The sumptuous Royal Pavilion is a testament to Regency glamour. George IV first came to Brighton in 1783, aged 21. The young prince began an enduring romance with the seaside retreat and it became the setting for one of the most unusual royal homes in the UK.

For the exterior, Indian-style minarets and intricate finishing to grand architecture echoed palaces of the sub-continent. George requested a rich Chinese-inspired interior design, with colourful dragons and sea creatures weaving through wallpaper, golden ornament, ceiling decoration and furniture.


When the work was completed in 1823, the Pavilion was a vast and modern palace, with bathing facilities, toilets and dazzling lighting effects.

The kitchens were radical. Kitchens were generally situated away from the main house but the Pavilion’s was placed next to the Banqueting Hall so food could be served piping hot to the tables. George was so proud of the ornate kitchen design and cooking equipment that he offered guests tours.


George IV died in 1830 and the Pavilion passed to William IV. He used it as a winter palace. Then the crown passed to George IV’s niece Victoria in 1837.

Early in her reign Queen Victoria enjoyed some visits to the Royal Pavilion. She married Prince Albert in 1840 and between 1840 and 1845 they made visits to Brighton together. The Queen especially liked the Music Room of the Royal Pavilion and arrangements were made for Victoria, Albert and their young family to be accommodated on the same floor as her favourite room.

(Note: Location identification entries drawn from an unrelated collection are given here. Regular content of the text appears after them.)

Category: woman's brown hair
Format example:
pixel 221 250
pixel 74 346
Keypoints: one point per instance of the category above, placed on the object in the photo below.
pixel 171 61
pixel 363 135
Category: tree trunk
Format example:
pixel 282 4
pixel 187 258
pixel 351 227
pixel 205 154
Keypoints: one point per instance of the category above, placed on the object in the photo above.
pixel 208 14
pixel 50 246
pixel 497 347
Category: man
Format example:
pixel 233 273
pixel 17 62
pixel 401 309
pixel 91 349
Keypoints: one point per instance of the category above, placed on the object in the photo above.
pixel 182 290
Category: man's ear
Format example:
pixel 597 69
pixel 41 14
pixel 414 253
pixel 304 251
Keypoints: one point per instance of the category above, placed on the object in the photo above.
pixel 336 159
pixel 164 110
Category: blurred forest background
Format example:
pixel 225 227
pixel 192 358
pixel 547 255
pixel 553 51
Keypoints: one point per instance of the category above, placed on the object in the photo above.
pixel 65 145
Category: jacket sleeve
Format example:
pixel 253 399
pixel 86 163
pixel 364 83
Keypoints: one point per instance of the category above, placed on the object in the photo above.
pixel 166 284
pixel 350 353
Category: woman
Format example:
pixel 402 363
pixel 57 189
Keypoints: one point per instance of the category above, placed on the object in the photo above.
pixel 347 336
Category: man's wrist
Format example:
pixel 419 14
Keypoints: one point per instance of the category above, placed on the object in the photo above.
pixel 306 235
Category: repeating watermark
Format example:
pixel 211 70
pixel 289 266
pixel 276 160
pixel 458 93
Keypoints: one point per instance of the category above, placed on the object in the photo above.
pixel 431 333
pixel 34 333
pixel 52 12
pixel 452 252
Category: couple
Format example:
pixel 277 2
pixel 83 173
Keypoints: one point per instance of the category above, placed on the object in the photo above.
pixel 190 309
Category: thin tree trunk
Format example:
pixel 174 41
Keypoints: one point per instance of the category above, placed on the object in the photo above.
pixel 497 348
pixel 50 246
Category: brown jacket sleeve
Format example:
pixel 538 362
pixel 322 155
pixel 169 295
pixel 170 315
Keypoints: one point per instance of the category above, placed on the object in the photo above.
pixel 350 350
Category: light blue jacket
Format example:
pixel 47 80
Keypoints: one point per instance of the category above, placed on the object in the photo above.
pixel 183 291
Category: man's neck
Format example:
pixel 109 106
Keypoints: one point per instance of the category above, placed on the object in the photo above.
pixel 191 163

The Royal Family chose to visit Brighton even later in the season, perhaps to avoid the fashionable visitors. Queen Victoria, her consort Prince Albert, their two young children, Victoria the Princess Royal and Albert Edward, the Prince of Wales and members of Court took up residence at the Royal Pavilion on 10th February 1842.

The family stopped visiting the Royal Pavilion in 1845 because it no longer offered them enough privacy.

During the late 1840s, Victoria moved most of the furnishings to Buckingham Palace. The building and grounds were sold to the Brighton commissioners for £53,000 in 1850.”

As well as furniture, Victoria removed wallpaper, carvings and fireplaces, leaving little more than a shell.

After Queen Victoria deserted the Royal Pavilion in 1845, the building quickly fell into disrepair. By 1850, many of the good things had been removed from the Royal Pavilion and the shell of the building was threatened with demolition.

By 1860 Brighton was attracting five times as many people (a quarter of a million!) by train. Queen Victoria was probably very wise to take her family for less public holidays to the Isle of Wight, where she stayed at Osborne House.

As Queen Victoria's reign progressed, Brighton gained new sports facilities. In 1872, Sussex County Cricket Ground opened in Hove, to provide proper facilities for a sport that used to be played on Brunswick Lawns.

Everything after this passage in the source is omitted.